The objective of this project is to develop methodology for energy-based background estimation that can
be applied to clinical data and produce accurate quantitative PET images over challenging imaging
situations such as low collected counts, high multiple scatter, and prompt gamma contamination when
imaging non-standard PET isotopes. The goal is to enhance the accuracy of PET imaging in situations
where current state-of-art scatter estimation techniques are limited in accuracy or perform poorly. In this
proposal, we develop a data driven scatter estimation methodology that makes full use of the annihilation
photon energy information present to estimate scatter. This method is also extended to provide
correction for bias arising from prompt gammas present in data collected form some non-standard PET
isotopes. We implement, optimize, and evaluate this algorithm on measured data from a clinical PET
scanner for standard and non-standard isotopes, and subsequently apply the methodology to organ-
specific scanners (brain and breast).
The proposed work will be accomplished through the following specific aims: (i) optimization and
evaluation of the EB method for scatter estimation, (ii) application of the EB methodology to dedicated
brain and breast PET scanner geometries, and (iii) extension of the EB methodology to correct for
prompt gamma contamination present in data acquired from non-standard PET isotopes.

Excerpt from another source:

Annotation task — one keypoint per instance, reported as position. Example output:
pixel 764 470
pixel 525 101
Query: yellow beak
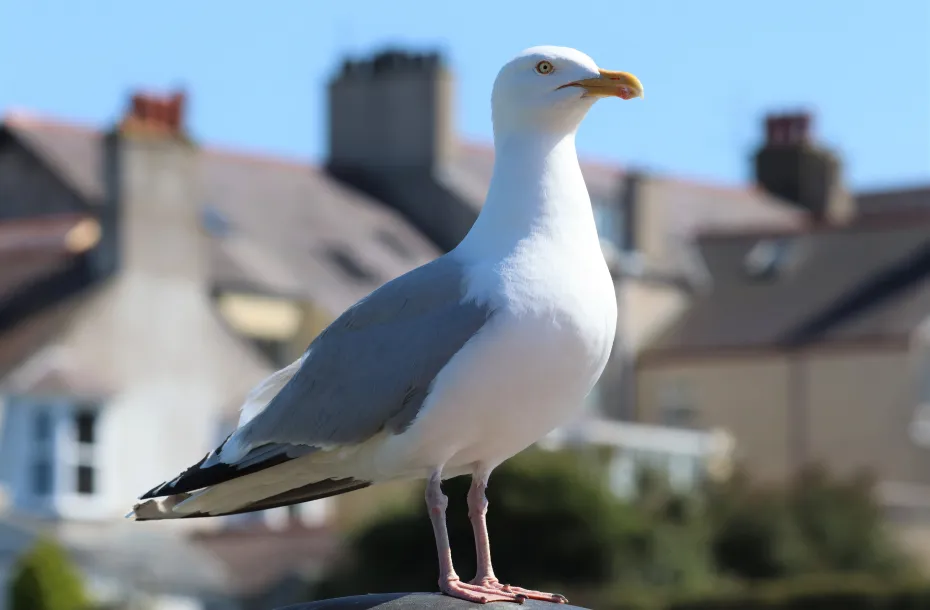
pixel 610 84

In addition to its advantages over existing scatter estimation methodology in situations with low
collected counts and/or data with higher level of multiple scatter, the proposed technique is expected to
be faster, does not require knowledge of activity distribution outside the imaging field-of-view, and does
not require a transmission or CT image. Successful demonstration of this technique will significantly
impact routine oncologic imaging where heavy patients with increased scatter, reduced counts and
limited imaging field-of-view will be susceptible to reduced quantitative accuracy. In addition, this
technique can also expand the application of quantitative PET/CT in new oncology imaging areas such
as treatment monitoring with low-dose repeat PET scans, imaging with new biomarkers that use low
positron yield radionuclides (e.g. 124I, 86Y, etc.), or acquiring data at high count-rates (as in cardiac
imaging or imaging with 124I or 86Y). Beyond oncology, it will also provide improved quantitation in cardiac
studies (82Rb, 13NH3, or 11C-actetate). Since, the proposed scatter estimation method does not require a
CT image it may have an application in PET/MR imaging as well as clinical studies with some patient
motion – both situations where the CT image is either not available or is compromised leading to errors
in the traditional way of estimating scatter.